Here’s the full code in one place:

from transformers import AutoModelForCausalLM, AutoTokenizer

 

# Load the pre-trained model and tokenizer

model_name = "gpt2"

tokenizer = AutoTokenizer.from_pretrained(model_name)

model = AutoModelForCausalLM.from_pretrained(model_name)

 

# Input text

input_text = "AI is the future because"

 

# Convert the input text to tokens

input_ids = tokenizer.encode(input_text, return_tensors='pt')

 

# Generate text based on the input

output = model.generate(

    input_ids,

    max_length=50,

    do_sample=True,

    top_p=0.9,

    temperature=0.8

)

 

# Decode the generated tokens to readable text

generated_text = tokenizer.decode(output[0], skip_special_tokens=True)

 

# Print the generated text

print(generated_text)

 

Here’s What Just Happened 💡

  • You Gave a Prompt: The AI was given an initial sentence to start with.

  • AI Predicted What Comes Next: Based on the input, the LLM generated the most probable sequence of words to follow.

  • You Got AI-Generated Text: Just like that, the AI came up with something new and unique! 🎉

Final Thoughts 💡

Congrats! 🎉

You’ve just created your own AI text generator using LLMs! 🎊 You now understand how machines can generate text by predicting what comes next, making them super useful for chatbots, content generation, and more. With just a few lines of Python code, you’ve stepped into the world of Artificial Intelligence! 🤖

LLMs are an exciting field of AI, and you’ve just taken your first step into building intelligent systems that can “talk” with humans!

TL;DR Recap

  • LLMs, like GPT-2, are trained on massive amounts of data to generate human-like text.
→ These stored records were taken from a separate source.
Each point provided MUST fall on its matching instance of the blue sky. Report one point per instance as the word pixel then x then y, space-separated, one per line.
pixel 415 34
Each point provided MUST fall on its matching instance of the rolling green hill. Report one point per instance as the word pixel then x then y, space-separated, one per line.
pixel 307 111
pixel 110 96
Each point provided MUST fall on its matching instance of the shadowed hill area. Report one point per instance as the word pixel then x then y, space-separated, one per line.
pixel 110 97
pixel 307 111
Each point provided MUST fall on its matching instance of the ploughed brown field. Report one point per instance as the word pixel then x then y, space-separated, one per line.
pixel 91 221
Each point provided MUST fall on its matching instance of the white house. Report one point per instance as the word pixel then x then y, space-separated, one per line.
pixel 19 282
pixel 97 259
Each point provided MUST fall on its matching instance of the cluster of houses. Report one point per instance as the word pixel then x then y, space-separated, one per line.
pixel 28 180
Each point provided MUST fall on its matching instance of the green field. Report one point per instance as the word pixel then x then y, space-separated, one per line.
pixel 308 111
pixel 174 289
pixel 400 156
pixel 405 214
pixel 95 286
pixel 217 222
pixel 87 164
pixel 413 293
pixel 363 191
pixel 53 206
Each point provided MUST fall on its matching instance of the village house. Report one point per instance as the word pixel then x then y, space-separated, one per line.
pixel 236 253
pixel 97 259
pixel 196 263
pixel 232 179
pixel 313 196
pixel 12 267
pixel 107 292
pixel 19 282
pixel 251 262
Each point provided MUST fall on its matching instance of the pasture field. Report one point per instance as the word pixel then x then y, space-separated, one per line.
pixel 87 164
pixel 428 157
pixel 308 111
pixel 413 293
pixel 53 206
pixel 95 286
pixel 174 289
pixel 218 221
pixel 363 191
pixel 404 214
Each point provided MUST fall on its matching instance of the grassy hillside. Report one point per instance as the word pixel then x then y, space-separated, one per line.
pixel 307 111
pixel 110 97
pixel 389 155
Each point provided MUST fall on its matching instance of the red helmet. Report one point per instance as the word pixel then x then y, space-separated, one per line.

  • You learned how to use Python’s transformers library to generate text using an LLM.

  • With a few lines of code, you created a simple AI text generator that can continue a sentence.

Coding with a Smile 🤣 😂

Virtual Environment Victory:

Setting up a virtual environment feels like building a secret lair. It’s your personal coding space, safe from the chaos of the outside world.

💥 Use AI to 10X your productivity & efficiency at work (free bonus) 🤯

Still struggling to achieve work-life balance and manage your time efficiently?
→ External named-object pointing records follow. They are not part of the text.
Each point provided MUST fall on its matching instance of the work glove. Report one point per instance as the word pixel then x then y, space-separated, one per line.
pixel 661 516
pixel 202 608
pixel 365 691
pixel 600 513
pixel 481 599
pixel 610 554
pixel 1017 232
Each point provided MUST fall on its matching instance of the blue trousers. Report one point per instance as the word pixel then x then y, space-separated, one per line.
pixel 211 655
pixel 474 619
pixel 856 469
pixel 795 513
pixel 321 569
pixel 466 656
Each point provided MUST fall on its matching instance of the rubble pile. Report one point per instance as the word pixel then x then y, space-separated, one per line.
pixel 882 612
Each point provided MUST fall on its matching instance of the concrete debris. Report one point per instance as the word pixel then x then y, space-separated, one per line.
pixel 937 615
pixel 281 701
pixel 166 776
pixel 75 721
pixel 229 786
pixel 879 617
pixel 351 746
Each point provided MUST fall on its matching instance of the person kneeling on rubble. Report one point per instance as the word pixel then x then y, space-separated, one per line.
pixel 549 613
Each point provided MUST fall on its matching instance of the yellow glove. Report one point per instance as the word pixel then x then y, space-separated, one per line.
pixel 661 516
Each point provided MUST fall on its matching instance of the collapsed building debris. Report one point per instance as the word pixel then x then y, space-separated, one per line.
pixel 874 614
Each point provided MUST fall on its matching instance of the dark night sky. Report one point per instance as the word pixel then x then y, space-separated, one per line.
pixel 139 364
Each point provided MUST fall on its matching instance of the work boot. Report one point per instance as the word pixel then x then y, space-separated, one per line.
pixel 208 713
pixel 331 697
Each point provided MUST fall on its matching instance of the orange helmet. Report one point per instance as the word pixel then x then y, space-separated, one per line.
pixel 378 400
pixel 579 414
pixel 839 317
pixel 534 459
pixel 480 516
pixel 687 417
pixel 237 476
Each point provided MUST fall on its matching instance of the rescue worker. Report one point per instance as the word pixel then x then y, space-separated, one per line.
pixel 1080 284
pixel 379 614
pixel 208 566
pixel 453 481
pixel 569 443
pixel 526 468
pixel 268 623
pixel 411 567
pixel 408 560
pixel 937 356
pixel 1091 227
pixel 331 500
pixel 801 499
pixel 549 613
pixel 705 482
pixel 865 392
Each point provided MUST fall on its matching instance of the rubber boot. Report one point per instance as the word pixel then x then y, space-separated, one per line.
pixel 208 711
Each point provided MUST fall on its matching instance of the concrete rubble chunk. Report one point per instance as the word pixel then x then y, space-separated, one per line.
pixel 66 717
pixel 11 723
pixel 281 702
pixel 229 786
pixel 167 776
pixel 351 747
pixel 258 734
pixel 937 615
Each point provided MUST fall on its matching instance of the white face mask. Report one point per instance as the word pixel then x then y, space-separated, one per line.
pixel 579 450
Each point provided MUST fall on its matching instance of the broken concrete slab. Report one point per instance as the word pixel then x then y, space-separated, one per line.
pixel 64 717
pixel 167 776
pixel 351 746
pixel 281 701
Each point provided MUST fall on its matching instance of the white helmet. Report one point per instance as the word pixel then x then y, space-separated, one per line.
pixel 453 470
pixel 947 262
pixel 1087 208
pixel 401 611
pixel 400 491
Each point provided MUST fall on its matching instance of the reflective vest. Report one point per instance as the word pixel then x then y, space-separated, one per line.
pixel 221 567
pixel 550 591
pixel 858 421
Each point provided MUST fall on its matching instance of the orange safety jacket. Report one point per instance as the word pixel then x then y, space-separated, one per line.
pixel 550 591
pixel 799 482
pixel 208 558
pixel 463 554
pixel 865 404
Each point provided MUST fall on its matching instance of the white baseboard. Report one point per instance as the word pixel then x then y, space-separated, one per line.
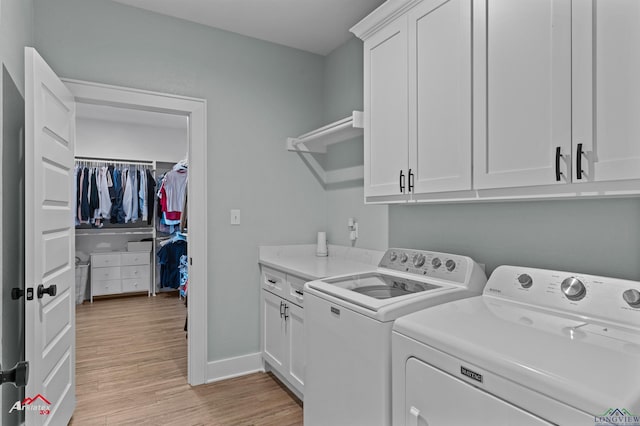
pixel 234 367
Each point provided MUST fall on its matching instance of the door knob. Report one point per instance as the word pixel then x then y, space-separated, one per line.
pixel 51 290
pixel 18 375
pixel 16 293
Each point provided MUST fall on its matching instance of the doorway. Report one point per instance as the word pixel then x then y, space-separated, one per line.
pixel 194 110
pixel 12 262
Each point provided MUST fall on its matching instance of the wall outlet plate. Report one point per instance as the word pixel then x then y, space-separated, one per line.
pixel 235 217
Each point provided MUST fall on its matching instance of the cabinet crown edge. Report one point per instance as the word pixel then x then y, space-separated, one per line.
pixel 380 17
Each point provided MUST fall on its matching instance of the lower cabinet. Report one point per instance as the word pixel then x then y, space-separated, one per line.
pixel 283 345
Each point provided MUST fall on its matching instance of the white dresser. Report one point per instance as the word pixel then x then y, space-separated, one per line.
pixel 120 272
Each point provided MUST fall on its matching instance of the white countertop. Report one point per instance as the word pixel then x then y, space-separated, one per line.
pixel 301 260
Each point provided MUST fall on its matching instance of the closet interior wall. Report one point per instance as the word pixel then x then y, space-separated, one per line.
pixel 119 134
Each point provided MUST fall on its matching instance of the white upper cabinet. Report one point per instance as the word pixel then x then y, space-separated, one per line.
pixel 606 90
pixel 522 93
pixel 501 99
pixel 417 83
pixel 440 96
pixel 385 114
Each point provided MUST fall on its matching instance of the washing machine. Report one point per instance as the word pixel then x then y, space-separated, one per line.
pixel 348 322
pixel 538 347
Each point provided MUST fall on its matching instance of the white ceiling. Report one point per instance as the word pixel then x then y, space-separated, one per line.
pixel 317 26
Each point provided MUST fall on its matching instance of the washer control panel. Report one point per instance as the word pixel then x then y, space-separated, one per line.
pixel 589 295
pixel 445 266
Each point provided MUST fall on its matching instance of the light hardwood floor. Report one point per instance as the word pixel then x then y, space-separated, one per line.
pixel 131 368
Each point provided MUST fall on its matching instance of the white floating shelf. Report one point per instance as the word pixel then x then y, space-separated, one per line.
pixel 318 140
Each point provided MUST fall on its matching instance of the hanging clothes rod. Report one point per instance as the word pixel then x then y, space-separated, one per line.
pixel 114 160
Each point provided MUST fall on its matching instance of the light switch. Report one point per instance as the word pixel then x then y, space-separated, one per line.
pixel 235 217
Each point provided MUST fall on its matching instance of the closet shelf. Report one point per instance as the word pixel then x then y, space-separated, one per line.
pixel 339 131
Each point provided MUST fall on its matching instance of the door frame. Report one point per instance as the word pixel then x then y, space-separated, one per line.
pixel 196 111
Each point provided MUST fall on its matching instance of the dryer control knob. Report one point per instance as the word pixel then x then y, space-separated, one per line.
pixel 450 264
pixel 632 297
pixel 525 280
pixel 573 288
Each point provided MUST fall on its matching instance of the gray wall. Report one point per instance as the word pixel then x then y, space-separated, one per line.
pixel 600 237
pixel 16 29
pixel 343 72
pixel 258 93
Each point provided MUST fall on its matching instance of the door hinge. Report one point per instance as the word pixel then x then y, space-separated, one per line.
pixel 18 375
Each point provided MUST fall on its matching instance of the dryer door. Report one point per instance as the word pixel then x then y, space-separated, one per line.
pixel 435 398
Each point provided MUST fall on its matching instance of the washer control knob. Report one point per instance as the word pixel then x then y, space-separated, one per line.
pixel 525 280
pixel 419 260
pixel 450 264
pixel 573 288
pixel 632 297
pixel 436 263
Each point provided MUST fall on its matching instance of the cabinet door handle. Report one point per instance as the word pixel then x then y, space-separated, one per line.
pixel 579 153
pixel 558 156
pixel 410 181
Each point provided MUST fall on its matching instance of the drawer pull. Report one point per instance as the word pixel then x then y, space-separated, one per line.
pixel 558 156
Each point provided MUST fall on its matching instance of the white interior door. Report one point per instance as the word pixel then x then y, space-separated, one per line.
pixel 49 244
Join this 3 hour Intensive Workshop on AI & ChatGPT tools (usually $399) but FREE for first 100 readers.

Save your free spot here (seats are filling fast!) ⏰

An AI-powered professional will earn 10x more. 💰

An AI-powered founder will build & scale his company 10x faster 🚀

An AI-first company will grow 50x more! 📊

Want to be one of these people & be a smart worker?
Free up 3 hours of your time to learn AI strategies & hacks that less than 1% people know! 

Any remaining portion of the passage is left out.